Chronic treatment with amyloid beta(1-42) inhibits non-cholinergic high-affinity choline transport in NG108-15 cells through protein kinase C signaling

Abstract

We investigated the influence of the amyloid-beta-peptide(1-42) on hemicholinum-3-sensitive high-affinity choline uptake in NG108-15 cells. RT-PCR analysis revealed the presence of mRNA for a choline transporter-like protein but not for cholinergic high-affinity choline transporter. Differentiation of cells increased both hemicholinum-3-sensitive choline uptake and high-affinity hemicholinium-3 binding. This transport was not influenced by tenfold excess of carnitine. Continuous presence of submicromolar concentrations of amyloid-beta-peptide(1-42) during differentiation resulted in a decrease of both choline uptake and hemicholinium-3 binding. These effects were not present when amyloid-beta-peptide(1-42) was added 5 min prior to measurements. Neither differentiation nor amyloid-beta-peptide(1-42) treatment changed levels of choline transporter-like protein mRNA. Protein kinase C inhibition by staurosporine or its inactivation by continuous presence of tetradecanoyl phorbol acetate prevented the inhibitory effect of amyloid-beta-peptide(1-42) treatment on choline uptake.

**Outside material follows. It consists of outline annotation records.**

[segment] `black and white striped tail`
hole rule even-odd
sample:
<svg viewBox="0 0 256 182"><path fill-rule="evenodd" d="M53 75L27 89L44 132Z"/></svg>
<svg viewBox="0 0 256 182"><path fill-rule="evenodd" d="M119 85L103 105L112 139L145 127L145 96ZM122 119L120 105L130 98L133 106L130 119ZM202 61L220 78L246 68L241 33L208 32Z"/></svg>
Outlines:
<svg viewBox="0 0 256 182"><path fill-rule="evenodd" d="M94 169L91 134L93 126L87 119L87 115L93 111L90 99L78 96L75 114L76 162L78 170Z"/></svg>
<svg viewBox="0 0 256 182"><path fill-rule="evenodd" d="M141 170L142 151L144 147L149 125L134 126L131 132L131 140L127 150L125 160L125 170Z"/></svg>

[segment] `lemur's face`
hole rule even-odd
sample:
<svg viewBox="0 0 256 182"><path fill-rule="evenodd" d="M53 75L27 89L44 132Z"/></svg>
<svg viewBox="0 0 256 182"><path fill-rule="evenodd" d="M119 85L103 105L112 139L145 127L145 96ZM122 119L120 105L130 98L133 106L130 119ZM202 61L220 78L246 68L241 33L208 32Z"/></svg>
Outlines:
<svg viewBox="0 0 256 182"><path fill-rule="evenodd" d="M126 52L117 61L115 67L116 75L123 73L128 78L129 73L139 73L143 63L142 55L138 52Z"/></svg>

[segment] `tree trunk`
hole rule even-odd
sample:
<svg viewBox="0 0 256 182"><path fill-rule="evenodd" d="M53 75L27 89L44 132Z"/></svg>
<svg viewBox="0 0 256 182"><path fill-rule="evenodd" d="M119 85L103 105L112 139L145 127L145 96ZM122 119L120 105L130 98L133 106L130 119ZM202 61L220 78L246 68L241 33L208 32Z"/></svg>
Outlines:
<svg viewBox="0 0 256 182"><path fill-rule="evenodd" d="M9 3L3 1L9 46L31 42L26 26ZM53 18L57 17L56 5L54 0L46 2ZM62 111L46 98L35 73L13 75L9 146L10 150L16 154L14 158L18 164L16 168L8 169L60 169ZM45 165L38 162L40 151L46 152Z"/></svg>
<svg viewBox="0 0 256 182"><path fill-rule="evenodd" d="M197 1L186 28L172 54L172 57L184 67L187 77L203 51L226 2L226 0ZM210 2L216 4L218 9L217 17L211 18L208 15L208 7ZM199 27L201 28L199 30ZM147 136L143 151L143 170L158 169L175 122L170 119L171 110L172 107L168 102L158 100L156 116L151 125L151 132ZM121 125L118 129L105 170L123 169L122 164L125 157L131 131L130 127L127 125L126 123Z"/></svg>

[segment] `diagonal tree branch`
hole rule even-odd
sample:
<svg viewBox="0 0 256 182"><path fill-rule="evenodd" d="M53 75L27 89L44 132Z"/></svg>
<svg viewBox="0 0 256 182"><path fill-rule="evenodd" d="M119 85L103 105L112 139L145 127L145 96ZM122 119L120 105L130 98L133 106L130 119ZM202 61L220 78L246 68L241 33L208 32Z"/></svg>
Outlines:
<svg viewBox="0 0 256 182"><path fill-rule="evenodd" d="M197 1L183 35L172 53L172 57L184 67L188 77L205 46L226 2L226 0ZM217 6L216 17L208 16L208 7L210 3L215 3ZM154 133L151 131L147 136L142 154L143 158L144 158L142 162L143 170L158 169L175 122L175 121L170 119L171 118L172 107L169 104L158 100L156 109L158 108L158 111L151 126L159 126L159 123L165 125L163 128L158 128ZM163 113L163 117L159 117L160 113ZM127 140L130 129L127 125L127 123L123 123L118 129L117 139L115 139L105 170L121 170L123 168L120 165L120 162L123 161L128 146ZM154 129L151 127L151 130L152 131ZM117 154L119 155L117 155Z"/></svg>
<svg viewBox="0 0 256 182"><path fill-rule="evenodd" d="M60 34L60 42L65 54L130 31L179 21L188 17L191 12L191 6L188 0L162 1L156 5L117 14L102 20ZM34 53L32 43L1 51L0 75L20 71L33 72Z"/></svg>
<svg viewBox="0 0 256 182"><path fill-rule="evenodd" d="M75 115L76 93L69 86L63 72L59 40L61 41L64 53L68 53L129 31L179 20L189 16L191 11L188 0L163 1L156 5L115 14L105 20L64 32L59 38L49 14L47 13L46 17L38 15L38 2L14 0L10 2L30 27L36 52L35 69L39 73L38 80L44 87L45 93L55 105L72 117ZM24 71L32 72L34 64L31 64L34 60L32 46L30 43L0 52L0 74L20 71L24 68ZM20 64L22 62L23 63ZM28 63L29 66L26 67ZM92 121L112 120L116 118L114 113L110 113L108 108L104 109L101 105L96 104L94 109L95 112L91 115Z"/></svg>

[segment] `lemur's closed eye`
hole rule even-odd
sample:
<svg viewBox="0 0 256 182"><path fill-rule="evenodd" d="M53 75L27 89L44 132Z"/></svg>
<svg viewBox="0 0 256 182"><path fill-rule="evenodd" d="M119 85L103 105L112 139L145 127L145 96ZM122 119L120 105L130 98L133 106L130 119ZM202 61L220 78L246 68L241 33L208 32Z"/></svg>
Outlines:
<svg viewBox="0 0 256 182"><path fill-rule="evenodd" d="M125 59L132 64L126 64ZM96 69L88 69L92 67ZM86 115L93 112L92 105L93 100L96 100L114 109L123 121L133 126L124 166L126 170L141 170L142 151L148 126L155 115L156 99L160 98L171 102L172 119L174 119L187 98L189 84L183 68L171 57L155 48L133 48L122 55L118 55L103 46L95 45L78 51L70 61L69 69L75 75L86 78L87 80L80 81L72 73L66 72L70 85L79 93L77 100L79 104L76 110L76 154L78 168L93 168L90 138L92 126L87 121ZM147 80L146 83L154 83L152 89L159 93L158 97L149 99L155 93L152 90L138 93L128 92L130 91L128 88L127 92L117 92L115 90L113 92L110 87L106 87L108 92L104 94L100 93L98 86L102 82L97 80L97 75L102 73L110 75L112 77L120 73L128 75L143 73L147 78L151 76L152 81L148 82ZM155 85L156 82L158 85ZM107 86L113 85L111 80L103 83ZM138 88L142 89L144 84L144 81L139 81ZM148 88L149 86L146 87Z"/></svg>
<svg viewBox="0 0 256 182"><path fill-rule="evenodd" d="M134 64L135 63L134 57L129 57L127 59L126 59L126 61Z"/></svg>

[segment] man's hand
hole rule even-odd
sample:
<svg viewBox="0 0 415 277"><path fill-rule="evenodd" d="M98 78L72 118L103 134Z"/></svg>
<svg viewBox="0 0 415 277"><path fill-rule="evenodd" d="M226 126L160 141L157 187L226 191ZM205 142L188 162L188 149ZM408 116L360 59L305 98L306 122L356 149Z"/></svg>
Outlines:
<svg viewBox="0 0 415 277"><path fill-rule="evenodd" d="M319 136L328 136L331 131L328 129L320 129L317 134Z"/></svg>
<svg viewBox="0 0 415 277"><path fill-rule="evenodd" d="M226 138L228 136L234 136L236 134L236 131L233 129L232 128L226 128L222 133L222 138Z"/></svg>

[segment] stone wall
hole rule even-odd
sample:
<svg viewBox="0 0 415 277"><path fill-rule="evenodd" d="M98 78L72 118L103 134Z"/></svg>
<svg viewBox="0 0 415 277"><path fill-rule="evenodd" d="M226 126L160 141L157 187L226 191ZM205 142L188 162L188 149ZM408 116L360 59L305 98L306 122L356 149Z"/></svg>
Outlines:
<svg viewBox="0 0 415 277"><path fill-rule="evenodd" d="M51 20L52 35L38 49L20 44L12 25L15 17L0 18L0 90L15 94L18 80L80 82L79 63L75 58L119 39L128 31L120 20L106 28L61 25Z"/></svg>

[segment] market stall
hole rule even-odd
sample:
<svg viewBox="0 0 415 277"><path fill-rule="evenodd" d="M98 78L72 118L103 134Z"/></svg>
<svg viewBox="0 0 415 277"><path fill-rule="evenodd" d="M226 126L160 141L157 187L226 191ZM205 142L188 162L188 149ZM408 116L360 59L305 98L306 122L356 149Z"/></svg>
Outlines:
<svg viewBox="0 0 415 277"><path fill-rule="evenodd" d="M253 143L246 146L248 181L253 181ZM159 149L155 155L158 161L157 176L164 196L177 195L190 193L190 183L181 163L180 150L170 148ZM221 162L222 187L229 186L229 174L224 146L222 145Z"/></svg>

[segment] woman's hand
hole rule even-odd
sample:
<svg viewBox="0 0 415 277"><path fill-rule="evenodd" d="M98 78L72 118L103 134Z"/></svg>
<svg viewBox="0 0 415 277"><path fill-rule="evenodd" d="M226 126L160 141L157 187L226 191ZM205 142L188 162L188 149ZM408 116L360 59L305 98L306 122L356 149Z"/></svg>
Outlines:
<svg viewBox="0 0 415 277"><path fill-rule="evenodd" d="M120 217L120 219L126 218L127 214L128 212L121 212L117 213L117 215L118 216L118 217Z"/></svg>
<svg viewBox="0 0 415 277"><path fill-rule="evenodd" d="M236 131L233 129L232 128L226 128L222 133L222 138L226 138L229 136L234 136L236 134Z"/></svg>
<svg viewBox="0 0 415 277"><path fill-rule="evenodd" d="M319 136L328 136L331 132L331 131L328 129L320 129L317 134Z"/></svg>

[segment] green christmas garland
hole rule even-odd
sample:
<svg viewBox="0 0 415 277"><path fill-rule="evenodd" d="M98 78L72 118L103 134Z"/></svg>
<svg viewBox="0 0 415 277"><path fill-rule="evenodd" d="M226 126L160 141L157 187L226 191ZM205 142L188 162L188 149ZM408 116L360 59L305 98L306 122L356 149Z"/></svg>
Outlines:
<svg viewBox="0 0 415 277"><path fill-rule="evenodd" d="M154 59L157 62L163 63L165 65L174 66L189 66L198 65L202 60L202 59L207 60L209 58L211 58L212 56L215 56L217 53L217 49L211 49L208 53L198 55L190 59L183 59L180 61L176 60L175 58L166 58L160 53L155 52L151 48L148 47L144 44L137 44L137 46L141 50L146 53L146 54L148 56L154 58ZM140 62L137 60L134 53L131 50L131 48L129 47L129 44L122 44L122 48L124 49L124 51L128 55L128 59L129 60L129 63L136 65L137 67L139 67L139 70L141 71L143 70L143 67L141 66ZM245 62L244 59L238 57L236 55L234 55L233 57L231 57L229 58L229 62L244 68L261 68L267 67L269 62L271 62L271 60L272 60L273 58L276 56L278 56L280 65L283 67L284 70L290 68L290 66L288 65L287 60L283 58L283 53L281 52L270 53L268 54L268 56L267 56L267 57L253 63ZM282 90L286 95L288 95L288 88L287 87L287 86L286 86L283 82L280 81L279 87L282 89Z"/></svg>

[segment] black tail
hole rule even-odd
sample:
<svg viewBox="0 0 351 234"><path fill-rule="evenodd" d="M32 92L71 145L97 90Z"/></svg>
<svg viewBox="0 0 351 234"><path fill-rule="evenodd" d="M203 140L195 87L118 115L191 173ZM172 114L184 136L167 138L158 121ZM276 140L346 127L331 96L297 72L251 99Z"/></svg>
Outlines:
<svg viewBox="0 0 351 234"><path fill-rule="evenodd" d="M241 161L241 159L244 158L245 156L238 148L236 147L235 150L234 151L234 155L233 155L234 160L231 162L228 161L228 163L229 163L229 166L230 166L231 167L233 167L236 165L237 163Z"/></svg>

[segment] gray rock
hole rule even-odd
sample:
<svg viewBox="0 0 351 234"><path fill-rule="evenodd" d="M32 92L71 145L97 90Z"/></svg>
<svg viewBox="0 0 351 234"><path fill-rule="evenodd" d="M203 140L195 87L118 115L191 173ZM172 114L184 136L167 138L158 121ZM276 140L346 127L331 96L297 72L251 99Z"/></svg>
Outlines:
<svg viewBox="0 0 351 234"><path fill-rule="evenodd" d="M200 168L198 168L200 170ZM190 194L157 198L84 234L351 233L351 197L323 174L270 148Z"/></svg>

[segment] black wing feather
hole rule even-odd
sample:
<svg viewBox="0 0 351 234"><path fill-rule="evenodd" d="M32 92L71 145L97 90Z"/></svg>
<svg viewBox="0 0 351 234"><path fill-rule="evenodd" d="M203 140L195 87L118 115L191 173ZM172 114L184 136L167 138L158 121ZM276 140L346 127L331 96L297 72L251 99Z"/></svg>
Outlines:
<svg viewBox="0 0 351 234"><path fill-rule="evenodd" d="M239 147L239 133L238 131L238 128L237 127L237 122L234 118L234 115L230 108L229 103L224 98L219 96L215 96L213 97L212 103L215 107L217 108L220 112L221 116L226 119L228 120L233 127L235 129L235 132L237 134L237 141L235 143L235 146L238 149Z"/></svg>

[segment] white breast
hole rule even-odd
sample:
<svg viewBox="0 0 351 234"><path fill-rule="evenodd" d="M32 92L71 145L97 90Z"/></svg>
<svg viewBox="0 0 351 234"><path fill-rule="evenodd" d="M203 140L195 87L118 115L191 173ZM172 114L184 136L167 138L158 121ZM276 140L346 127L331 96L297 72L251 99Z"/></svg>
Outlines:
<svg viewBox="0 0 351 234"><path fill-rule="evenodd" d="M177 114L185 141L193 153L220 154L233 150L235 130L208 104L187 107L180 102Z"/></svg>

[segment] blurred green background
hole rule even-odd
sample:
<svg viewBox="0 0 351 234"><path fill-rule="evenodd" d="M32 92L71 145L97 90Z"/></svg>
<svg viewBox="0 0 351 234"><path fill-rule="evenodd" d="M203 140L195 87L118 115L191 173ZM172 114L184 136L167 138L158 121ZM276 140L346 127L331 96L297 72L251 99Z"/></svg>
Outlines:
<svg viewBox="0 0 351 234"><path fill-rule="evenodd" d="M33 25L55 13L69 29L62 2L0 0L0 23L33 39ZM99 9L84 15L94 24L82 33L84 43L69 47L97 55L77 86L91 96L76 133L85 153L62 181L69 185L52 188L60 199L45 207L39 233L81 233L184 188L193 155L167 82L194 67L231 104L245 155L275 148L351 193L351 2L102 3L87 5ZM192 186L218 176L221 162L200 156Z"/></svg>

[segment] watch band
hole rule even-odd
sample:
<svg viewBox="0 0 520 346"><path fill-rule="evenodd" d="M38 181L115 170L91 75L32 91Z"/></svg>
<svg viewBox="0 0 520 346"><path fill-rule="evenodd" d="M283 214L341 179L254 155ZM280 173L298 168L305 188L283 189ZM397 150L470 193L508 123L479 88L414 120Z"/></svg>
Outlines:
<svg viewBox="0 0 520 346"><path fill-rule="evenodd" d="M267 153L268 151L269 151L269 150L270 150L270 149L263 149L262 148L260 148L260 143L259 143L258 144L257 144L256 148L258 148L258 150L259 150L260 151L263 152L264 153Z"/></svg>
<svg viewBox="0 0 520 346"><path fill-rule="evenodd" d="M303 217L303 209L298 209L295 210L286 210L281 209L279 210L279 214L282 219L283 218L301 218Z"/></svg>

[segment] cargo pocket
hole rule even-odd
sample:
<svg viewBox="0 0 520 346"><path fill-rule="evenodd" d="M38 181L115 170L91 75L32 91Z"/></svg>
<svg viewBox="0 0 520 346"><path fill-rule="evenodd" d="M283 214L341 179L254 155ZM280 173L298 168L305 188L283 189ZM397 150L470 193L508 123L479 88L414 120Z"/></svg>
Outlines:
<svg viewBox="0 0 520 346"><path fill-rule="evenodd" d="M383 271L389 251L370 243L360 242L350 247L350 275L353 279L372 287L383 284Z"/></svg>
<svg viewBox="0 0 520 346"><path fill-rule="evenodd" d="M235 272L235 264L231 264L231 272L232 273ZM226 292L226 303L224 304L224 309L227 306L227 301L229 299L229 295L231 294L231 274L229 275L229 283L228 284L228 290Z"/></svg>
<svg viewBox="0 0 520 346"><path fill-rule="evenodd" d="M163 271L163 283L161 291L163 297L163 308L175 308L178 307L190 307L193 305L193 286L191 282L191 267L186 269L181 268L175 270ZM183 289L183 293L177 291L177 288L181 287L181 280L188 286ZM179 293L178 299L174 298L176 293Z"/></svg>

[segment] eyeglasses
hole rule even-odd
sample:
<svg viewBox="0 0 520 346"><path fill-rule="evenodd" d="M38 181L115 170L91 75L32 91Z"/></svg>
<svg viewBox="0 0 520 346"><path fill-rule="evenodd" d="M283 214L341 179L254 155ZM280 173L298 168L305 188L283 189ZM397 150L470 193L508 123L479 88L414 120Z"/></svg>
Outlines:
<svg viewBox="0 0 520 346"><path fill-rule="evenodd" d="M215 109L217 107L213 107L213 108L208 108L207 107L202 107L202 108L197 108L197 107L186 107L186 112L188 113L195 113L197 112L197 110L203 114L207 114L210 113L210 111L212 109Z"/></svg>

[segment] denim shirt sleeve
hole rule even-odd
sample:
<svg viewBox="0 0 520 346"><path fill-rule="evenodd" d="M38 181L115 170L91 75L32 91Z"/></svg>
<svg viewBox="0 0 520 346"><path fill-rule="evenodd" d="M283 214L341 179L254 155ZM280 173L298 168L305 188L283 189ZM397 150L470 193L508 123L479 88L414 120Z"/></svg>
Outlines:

Activation of protein kinase C by tetradecanoyl phorbol acetate during measurement had inhibitory effect on choline uptake in control but not amyloid-beta-peptide(1-42)-treated cells. The concentration of amyloid-beta-peptide(1-42) maximally effective on hemicholinium-3-sensitive choline uptake had no effect on cell growth, oxidative activity, membrane integrity, number of surface muscarinic receptors, caspase-3 and -8 activities, or uptake of deoxyglucose. Results demonstrate that long-term treatment with non-toxic concentrations of amyloid-beta-peptide(1-42) downregulates choline uptake presumably mediated by a choline transporter-like protein through activation of protein kinase C signaling. The decrease of choline uptake may have relevance to the pathogenesis of Alzheimer's disease.